The record ends with “Running Wild,” a revisit and remodel of “Oh Yeah,” where that elusively remembered melody is now, by Ferry’s admission, doing his head in, and he slowly regains consciousness (“Drifting out of time, now I’m in/Underneath you’ll find I’m just the same”) and realises that the game is up; the sixties are no more, and neither is his relationship with Jerry Hall, and so once again he finds himself in opulent isolation; he’s really drifting away, and knows it – a desert island in which there is a huge lake in the middle of which is another desert island.
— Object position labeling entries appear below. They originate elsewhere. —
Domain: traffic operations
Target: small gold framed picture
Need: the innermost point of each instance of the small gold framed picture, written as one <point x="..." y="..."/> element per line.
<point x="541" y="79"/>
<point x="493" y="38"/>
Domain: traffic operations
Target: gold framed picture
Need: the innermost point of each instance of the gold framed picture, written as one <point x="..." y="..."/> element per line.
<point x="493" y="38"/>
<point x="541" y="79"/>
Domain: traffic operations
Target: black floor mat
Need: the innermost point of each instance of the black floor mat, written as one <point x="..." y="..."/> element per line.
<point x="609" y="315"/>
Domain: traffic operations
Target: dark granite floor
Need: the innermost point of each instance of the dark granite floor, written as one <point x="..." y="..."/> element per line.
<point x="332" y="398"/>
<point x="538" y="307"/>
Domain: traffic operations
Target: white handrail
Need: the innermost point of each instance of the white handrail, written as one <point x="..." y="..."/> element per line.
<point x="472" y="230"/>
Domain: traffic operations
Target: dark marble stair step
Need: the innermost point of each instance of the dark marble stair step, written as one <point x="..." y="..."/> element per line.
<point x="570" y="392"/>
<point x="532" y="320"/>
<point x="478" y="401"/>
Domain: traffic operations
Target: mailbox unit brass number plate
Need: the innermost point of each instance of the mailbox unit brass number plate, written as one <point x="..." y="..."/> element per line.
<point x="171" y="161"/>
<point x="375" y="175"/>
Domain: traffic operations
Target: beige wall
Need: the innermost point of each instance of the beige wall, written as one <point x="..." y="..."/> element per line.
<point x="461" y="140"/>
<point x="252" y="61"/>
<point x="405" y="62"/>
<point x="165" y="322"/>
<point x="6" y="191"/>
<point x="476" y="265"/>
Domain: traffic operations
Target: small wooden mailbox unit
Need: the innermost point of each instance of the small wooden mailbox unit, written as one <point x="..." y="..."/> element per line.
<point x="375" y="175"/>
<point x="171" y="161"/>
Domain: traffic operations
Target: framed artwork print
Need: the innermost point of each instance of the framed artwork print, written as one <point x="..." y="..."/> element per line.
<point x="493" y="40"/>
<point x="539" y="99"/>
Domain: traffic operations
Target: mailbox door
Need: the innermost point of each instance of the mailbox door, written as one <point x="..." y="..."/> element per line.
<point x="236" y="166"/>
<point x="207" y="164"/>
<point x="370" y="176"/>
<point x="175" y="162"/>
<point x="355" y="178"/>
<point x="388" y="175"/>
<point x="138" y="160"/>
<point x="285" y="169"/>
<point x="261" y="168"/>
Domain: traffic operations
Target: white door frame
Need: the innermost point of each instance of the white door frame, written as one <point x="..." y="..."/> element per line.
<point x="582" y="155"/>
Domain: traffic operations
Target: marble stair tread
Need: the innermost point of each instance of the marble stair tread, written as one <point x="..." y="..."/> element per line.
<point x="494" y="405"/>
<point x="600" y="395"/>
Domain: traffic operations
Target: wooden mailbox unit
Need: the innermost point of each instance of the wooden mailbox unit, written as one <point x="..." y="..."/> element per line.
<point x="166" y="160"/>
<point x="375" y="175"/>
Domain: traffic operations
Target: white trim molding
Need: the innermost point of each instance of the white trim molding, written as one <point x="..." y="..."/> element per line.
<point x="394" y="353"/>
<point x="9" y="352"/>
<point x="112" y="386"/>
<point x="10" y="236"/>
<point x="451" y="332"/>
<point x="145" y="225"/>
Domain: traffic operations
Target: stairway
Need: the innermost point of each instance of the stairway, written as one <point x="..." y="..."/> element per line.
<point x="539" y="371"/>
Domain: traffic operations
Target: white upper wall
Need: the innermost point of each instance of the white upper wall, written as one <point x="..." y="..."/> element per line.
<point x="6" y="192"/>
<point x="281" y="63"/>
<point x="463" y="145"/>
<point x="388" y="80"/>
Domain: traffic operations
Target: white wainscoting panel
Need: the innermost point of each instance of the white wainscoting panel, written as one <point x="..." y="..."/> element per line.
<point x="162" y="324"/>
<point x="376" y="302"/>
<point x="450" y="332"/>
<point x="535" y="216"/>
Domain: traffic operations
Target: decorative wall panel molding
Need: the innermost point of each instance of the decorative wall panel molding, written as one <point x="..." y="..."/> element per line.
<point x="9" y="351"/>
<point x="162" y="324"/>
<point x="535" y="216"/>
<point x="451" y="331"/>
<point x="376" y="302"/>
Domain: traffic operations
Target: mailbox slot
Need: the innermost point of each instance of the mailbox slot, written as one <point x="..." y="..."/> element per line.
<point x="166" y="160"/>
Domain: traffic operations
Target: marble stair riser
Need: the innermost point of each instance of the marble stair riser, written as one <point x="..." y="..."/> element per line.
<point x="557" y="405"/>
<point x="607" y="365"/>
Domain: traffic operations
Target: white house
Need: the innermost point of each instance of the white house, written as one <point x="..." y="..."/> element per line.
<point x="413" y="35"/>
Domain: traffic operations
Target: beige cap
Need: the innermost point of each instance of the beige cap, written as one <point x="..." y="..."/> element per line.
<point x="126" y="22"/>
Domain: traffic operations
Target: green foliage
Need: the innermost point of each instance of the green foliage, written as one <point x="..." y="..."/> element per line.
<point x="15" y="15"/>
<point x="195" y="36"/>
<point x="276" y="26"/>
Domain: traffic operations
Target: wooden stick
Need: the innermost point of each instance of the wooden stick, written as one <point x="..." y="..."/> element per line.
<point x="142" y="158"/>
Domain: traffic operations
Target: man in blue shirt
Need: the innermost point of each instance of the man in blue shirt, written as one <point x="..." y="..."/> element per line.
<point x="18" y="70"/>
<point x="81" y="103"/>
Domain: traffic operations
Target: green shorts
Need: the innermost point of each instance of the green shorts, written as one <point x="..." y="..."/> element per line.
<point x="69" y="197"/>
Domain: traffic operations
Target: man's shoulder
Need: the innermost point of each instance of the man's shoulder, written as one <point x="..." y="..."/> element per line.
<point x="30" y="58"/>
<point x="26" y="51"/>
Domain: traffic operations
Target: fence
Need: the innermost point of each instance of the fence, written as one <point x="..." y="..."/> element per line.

Going slowly to nowhere; contrary to the last line of the album, he will fall in love again, on the last day of 1980 at that, but nonetheless the journey towards complete stasis and suspension will continue. It seems to be the case, though, that this whole sequence of records, by virtue of their “going nowhere,” are heading somewhere, toward some sort of settlement, or explosion. They are all linked in more than a superficial sense, and one would be justified in asking: where, and how, will this story culminate? In the meantime, however, the narrative continues, and it cannot be purely coincidental that the next album in the sequence is performed by a group whose singer is the man for whom Jerry Hall left Bryan Ferry. One wonders how his side of the story will be told.